Nel pomeriggio di mercoledì 14 gennaio 2026, una 77enne veronese è stata contattata sulla propria utenza fissa da un finto “carabiniere”, che le ha riferito del presunto arresto della figlia a seguito di un incidente stradale con feriti. Una modalità ormai nota, utilizzata per spaventare le vittime e indurle a consegnare denaro o oggetti di valore.
Il tentativo di raggiro
Come riferito dalla nota stampa diffusa dai Carabinieri di Verona tramite il loro canale ufficiale, durante la conversazione, il finto militare ha chiesto all’anziana di preparare una somma di denaro, che sarebbe stata ritirata di lì a poco da un altro carabiniere recatosi alla sua abitazione. Un passaggio che ha insospettito la 77enne, portandola a intuire immediatamente il tentativo di truffa.

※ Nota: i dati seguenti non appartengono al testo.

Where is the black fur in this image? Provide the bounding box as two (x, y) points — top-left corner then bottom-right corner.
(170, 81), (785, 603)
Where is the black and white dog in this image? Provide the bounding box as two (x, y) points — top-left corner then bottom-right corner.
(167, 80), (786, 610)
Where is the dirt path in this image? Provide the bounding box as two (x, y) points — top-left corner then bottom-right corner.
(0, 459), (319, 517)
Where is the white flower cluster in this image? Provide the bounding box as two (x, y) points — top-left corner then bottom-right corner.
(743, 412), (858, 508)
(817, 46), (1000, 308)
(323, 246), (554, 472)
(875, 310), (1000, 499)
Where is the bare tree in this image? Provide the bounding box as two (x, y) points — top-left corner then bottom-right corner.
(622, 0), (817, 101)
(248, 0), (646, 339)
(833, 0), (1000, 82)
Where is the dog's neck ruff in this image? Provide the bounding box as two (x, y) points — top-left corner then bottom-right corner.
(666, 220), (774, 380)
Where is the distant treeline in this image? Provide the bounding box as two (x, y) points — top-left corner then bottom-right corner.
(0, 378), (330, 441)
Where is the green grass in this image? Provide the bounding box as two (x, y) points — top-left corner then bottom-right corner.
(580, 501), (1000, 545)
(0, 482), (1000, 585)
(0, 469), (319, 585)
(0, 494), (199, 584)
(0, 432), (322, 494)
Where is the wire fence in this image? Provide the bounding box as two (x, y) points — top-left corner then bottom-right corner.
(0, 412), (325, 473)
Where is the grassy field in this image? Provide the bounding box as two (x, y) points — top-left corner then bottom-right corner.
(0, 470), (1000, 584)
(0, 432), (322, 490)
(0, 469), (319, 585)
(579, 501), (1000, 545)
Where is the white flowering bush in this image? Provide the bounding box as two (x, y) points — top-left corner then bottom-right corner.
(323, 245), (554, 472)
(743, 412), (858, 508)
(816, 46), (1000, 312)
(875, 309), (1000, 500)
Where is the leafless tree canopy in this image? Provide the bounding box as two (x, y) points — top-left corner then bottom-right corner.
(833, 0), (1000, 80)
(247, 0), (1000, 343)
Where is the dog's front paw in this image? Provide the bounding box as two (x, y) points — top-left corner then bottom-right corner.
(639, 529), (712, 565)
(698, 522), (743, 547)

Grazie alla prontezza e alla consapevolezza maturata anche attraverso le campagne informative, la 77enne ha interrotto subito la chiamata e ha contattato i Carabinieri di Nogara, segnalando l’episodio e fornendo tutti i dettagli della telefonata ricevuta.

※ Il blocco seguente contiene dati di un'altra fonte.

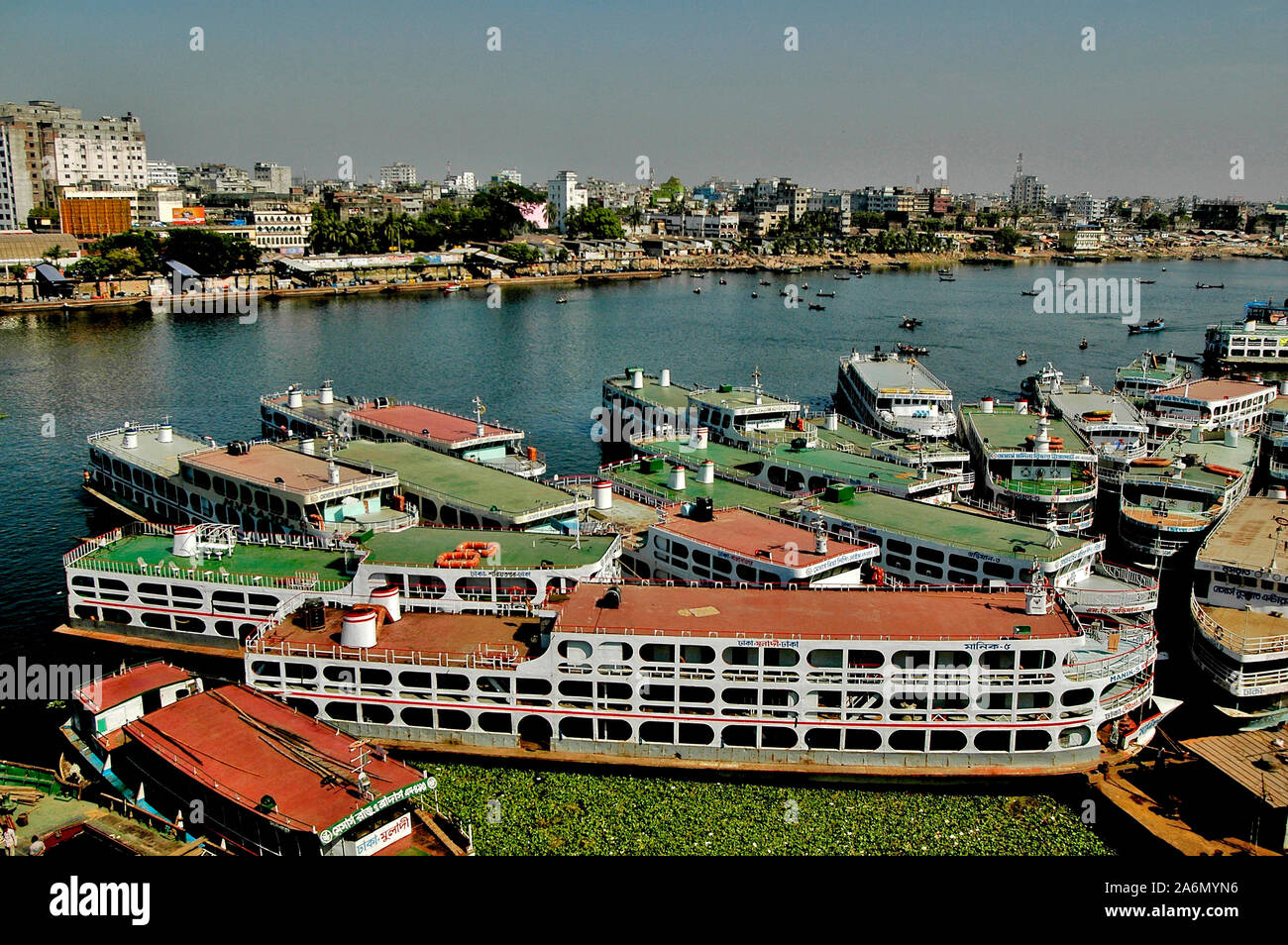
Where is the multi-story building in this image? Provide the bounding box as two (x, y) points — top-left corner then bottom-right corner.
(380, 160), (417, 188)
(252, 203), (313, 254)
(58, 190), (139, 237)
(443, 171), (478, 197)
(0, 100), (147, 225)
(149, 160), (179, 186)
(255, 160), (291, 193)
(136, 186), (184, 227)
(546, 171), (590, 233)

L’episodio conferma l’efficacia delle campagne di prevenzione promosse dall’Arma dei Carabinieri contro le truffe ai danni delle fasce più fragili della popolazione. Iniziative che mirano a fornire strumenti concreti per riconoscere e bloccare i raggiri sin dalle prime fasi.
L’impegno dei Carabinieri
L’Arma è impegnata costantemente sia in attività di informazione sul territorio sia in specifiche indagini di polizia giudiziaria per contrastare il fenomeno delle truffe, considerato una priorità operativa.

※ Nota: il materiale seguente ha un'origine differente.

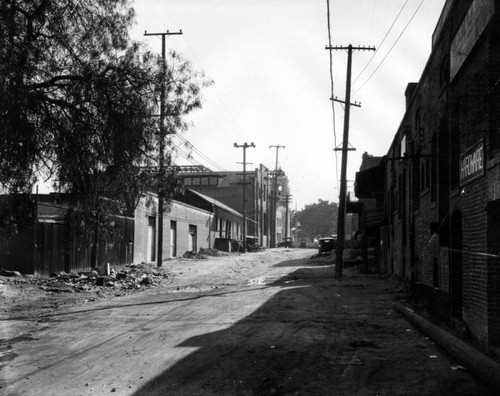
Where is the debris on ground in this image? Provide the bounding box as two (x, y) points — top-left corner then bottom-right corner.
(3, 264), (173, 293)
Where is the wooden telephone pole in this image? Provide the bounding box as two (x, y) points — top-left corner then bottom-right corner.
(234, 142), (255, 253)
(325, 44), (375, 278)
(269, 144), (285, 247)
(144, 30), (182, 267)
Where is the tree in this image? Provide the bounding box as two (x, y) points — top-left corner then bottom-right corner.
(295, 199), (338, 240)
(0, 0), (210, 220)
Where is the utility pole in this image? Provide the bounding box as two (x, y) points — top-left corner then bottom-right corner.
(269, 144), (285, 247)
(144, 30), (182, 267)
(234, 142), (255, 253)
(325, 44), (375, 278)
(283, 194), (292, 239)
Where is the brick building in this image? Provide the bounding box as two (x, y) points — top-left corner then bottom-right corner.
(356, 0), (500, 344)
(179, 164), (273, 247)
(134, 189), (243, 262)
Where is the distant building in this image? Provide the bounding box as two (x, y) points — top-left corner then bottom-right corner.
(134, 189), (243, 262)
(179, 165), (270, 246)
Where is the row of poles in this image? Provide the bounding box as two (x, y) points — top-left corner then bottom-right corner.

“I Carabinieri raccomandano di diffidare sempre di chi si presenta come appartenente alle forze dell’ordine e chiede denaro o beni. Le forze di polizia non richiedono mai pagamenti per il proprio intervento. In caso di dubbi o sospetti, è fondamentale contattare immediatamente il 112, segnalando ogni possibile tentativo di truffa” conclude la nota dei militari dell’Arma.